The point of all this? Mostly it's to urge anybody to take weather bulletins and evacuation orders seriously. Even if you're safely out of the storm area, odds are your region faces some other natural catastrophe. We preserve what are known as hurricane kits at the geared up and that kind of disaster preparedness is a good thing to keep in thoughts for everybody. The St. Pete Times' Hurricane guide this year lists what must move into the correct storm preparedness kit. To wit:
Food and drink
- Drinking water: 1 gallon per person per day.
- Nonperishable food supplies: Enough to see you through the first few days. A severe storm can interrupt delivery of fresh food to stores. You need to be ready to feed yourself until stores restock and reopen.
- Comfort foods to relieve stress (cookies, pastries).
- Toilet paper, paper towels, plates and napkins, plastic tableware and drinking cups, wet wipes, plastic wrap, trash bags.
- Two coolers: one for food, one for ice.
- Manual can opener.
- Flashlight and batteries for each person in your household.
- Light sticks.
- First aid kit with bandages, antiseptic, tape, compresses, pain reliever, antidiarrhea medication, antacid.

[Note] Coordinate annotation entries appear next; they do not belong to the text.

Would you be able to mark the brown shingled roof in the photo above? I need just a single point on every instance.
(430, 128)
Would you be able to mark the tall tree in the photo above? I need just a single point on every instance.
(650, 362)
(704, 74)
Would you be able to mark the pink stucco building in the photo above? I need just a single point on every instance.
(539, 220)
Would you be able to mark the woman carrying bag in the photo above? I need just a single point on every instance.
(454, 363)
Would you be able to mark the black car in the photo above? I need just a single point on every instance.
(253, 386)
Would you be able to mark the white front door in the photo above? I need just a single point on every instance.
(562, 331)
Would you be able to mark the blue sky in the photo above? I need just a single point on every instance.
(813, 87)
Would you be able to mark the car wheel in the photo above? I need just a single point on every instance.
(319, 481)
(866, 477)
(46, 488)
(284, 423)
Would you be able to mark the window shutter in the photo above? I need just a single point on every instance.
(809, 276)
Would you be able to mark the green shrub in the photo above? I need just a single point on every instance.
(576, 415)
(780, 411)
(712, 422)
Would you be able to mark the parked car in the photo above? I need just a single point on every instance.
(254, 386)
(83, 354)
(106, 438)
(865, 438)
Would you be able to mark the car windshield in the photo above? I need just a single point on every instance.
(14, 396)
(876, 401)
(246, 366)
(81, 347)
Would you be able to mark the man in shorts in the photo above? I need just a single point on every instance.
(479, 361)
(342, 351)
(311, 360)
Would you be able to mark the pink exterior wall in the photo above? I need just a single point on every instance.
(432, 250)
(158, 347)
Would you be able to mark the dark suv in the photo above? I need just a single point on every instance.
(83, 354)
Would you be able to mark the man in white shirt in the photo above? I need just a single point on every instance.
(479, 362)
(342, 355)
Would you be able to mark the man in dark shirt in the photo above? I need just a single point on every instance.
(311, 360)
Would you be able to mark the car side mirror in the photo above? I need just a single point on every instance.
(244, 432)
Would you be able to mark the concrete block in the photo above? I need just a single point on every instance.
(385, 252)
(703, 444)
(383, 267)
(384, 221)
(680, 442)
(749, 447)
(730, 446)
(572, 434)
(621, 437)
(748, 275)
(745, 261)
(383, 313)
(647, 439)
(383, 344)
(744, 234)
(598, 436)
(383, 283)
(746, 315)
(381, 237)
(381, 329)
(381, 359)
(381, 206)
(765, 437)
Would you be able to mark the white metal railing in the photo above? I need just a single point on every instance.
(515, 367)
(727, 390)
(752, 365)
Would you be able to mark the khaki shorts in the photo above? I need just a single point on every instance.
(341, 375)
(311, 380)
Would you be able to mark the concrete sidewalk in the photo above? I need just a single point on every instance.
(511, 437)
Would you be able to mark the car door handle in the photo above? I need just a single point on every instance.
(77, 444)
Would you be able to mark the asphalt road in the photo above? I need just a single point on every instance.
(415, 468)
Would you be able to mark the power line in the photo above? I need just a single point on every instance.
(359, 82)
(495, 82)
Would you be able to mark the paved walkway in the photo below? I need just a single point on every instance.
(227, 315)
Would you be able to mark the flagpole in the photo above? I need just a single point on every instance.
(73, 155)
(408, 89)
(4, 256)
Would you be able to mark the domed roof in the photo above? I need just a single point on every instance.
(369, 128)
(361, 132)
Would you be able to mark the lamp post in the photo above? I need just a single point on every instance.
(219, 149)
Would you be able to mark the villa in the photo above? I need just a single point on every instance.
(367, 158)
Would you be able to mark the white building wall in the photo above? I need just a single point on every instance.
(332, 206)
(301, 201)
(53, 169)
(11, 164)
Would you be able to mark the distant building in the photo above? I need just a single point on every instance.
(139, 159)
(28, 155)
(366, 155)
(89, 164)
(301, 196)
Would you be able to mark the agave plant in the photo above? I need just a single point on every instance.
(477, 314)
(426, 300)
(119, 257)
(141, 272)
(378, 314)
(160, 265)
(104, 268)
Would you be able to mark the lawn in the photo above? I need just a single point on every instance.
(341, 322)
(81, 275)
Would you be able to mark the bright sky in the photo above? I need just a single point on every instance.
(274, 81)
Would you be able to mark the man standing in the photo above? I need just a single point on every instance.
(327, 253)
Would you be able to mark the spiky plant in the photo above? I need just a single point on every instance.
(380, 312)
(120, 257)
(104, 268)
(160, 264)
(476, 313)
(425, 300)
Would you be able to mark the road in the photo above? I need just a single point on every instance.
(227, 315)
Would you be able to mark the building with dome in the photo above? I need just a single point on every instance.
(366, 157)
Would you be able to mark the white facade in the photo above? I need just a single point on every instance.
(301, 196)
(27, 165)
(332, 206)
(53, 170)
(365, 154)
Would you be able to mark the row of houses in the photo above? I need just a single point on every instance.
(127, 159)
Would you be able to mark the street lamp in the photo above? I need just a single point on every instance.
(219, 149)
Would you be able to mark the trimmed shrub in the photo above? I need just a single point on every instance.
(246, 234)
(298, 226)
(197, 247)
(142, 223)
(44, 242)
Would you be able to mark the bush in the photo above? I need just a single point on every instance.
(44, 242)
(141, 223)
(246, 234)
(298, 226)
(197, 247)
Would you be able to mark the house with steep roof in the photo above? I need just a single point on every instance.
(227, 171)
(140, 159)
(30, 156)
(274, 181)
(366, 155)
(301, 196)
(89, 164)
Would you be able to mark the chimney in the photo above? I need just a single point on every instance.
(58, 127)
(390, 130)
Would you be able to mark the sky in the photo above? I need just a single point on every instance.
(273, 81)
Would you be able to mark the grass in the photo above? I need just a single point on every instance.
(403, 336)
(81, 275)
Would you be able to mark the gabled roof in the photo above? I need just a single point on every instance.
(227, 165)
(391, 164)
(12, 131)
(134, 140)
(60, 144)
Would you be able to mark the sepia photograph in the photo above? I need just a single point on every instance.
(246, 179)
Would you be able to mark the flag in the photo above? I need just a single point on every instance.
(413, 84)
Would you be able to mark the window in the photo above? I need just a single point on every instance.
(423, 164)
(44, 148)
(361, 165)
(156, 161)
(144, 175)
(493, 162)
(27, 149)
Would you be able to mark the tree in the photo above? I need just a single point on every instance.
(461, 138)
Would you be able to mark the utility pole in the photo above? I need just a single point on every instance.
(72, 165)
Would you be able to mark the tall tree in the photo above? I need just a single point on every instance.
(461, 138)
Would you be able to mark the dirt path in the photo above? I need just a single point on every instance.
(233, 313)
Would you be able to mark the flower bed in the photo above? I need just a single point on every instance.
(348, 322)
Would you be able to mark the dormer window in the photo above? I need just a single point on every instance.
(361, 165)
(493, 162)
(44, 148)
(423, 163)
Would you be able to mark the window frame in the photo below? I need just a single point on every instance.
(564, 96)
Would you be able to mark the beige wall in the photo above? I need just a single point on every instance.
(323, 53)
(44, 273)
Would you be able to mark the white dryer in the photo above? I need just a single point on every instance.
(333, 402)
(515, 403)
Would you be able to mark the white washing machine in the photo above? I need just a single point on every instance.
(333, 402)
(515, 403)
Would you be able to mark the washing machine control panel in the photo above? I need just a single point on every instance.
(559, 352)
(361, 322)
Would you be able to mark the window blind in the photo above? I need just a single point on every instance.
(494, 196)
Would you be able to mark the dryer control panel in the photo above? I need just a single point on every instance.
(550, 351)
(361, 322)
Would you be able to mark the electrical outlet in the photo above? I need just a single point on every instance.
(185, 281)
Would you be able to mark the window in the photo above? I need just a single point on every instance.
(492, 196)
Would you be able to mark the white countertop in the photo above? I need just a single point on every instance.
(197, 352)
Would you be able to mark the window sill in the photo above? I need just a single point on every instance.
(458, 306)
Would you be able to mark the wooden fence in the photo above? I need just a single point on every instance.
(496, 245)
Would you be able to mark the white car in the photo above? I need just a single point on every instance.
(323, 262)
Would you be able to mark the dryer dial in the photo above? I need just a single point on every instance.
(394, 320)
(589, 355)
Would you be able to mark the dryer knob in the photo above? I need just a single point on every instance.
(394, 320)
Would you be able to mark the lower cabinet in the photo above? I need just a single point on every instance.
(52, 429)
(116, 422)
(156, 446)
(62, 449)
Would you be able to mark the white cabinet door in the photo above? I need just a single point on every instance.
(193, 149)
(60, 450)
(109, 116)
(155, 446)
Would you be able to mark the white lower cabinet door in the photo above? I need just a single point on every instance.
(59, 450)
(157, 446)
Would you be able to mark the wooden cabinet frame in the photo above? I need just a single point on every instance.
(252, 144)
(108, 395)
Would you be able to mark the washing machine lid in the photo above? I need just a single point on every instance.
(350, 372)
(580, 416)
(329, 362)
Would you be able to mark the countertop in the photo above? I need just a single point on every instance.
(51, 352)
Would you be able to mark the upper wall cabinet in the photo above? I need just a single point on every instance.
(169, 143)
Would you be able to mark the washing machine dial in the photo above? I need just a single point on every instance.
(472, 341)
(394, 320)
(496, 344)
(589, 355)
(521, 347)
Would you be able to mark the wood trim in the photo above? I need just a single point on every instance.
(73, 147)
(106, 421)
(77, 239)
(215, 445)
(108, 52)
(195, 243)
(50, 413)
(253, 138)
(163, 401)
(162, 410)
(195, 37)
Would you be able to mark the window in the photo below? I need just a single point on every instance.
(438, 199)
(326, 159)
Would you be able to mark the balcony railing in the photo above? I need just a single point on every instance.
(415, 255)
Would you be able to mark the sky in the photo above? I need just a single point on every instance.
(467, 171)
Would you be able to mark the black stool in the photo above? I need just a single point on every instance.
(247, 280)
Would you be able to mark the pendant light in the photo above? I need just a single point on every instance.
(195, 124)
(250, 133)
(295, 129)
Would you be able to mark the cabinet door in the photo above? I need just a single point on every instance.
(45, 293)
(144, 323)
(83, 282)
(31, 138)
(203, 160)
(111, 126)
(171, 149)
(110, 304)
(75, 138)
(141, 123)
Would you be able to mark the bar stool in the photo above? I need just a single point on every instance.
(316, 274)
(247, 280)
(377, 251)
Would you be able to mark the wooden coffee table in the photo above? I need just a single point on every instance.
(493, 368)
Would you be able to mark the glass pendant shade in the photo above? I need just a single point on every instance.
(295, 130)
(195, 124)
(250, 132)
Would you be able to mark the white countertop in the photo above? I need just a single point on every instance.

- Medications for routine illnesses such as colds.
- Liquid soap, hand sanitizer, wet wipes.
- Water purification kit.
- Two-week supply of vitamins, over-the-counter medications and prescription medicines.
- Fire extinguisher.
- Battery-powered clock.
- Infant necessities: medicine, diapers, formula, bottles, wipes.
- Supplies for the elderly or the ill: Depends undergarments, bed pads, medications, special foods.
- Pillows, blankets, sleeping bags or air mattresses.
- Folding chairs or cots.
- Extra clothing and shoes.
- Personal hygiene items: toothbrush, washcloth, deodorant, etc.
- Food and water.
- Earplugs. Shelters can be noisy, and someone sleeping near you may snore.
- Prescription medications in their original containers. Shelters are not hospitals and do not have access to drugs or medicine. Bring what you need.
- Books, handheld games, cards, toys, needlework, iPod.
- Cleaning supplies: mop, bucket, towels, disinfectant.
- Camera or camcorder to record property and document damage for insurance claims.
- Plastic trash bags.
- Cash. If the power goes out, ATMs will not work and credit card networks will be down.
- Ice.
- Paperwork: insurance policy, identification, home inventory, medical insurance card.
- Cell phone charger for your car. Also have a land-line phone (one that's wired to the wall, not wireless).
- A full tank of gas.
In the meantime, The St. Pete Times has the definitive hurricane guide again this year and you can find it here . And when a weather disaster's building, the best and least sensational source for updates is the National Hurricane Center's website . All they show are cold clear facts and in the panic that surrounds these storms, cold, clear facts are the road to salvation. So chin up, it's hurricane season!